Black carbon column mass density
A color-coded image based on NASA’s GEOS-5 satellite data model shows concentrations of black carbon in the atmosphere over North America on Aug. 15. (NASA Image)

The smoky skies over Seattle have cleared up somewhat, but the Pacific Northwest’s wildfires continue to burn — prompting pledges from Republicans as well as Democrats to beef up the region’s firefighting capabilities.

Advanced firefighting technologies, including satellite monitoring, drone patrols and risk management tools based on big data, received loud shout-outs today during a Capitol Hill news briefing.

“That’s the wave of the future,” Sen. Ron Wyden, D-Ore., said.

Agriculture Secretary Sonny Perdue said the Trump administration would step up its coordination efforts with local and state authorities to prevent wildfires and to fight them once they start. “Frankly, we cannot do this ourselves,” Perdue said.

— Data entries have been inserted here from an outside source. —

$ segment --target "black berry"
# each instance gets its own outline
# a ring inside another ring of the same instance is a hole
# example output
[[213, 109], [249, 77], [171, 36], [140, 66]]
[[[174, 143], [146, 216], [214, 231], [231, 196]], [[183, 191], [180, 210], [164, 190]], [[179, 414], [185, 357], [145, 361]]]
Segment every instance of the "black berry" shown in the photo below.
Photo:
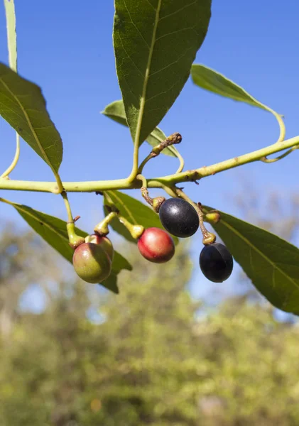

Wyden joined with other senators from the region, including Maria Cantwell, D-Wash.; Lisa Murkowski, R-Alaska; and Steve Daines, R-Mont., to emphasize the seriousness of the West’s wildfire crisis.

“These are not your grandfather’s fires,” Wyden said. “They are bigger, they are hotter, they’re more powerful.”

He said the fires are displacing more people, leading to “clean-air refugees who are literally traipsing from place to place, just trying to find breathable air.”

Murkowski said she got a taste of the region’s hardships, literally, when she and Cantwell passed through Seattle on Wednesday as they were taking a flight to Washington, D.C. “You could taste the smoke in the air,” she said.

Cantwell hailed the use of fire-monitoring technologies, such as the use of Scan Eagle drones built by Insitu, a Boeing subsidiary headquartered in Bingen, Wash.

She took special note of an incident in which a drone identified a spot fire that was coming up behind a fire crew. Although she provided no details, Cantwell may have been referring to a night-vision drone detection associated with the Taylor Creek Fire in Oregon on Aug. 6.

Wyden said a key step in the strategy for fire prevention will be the reduction of hazardous forest fuels such as brush and dry, dead trees on 80 million acres of Forest Service land. Perdue and the Forest Service’s interim chief, Vicki Christiansen, said that increasing preventive forest treatments would be a high priority.

“We will use all the tools available to us to reduce hazardous fuels, including mechanical treatments, prescribed fire, and unplanned fire in the right place at the right time, to mitigate them,” Christiansen said in a news release.

Cantwell hinted at bigger issues as well.

“The challenges we face with changing climate and more dire conditions are allowing for more fire starts and more volume in the types of fires that are burning all across the West,” she said.

The link between wildfires and climate change have been hotly debated. Last week, University of Washington atmospheric scientist Cliff Mass laid out evidence that downplayed climate change’s influence on wildfire frequency in California.

“Clearly, climate change is only one possible factor in controlling fire frequency, and may not be the most important,” Mass wrote in a statistics-rich blog entry.

But Washington Gov. Jay Inslee, who is already being mentioned as a potential Democratic presidential candidate in 2020, played up the climate connection today at an event promoting Initiative 1631.

The measure is on November’s ballot and would levy a per-ton fee on carbon emissions, raising the cost of gasoline in the process. The money would go toward clean-energy initiatives and measures to counter pollution.

Inslee took note of the smoky skies as he was surrounded by children carrying signs reading “Washington Wants Clean Air” and “Our Kids’ Health Matters.”

“Today this smoke may be opaque, but when it comes to children’s health, it has made something very clear,” Inslee said. “And that is, the state of Washington needs to pass this clean-air initiative so that these children can breathe clean air. They deserve that.”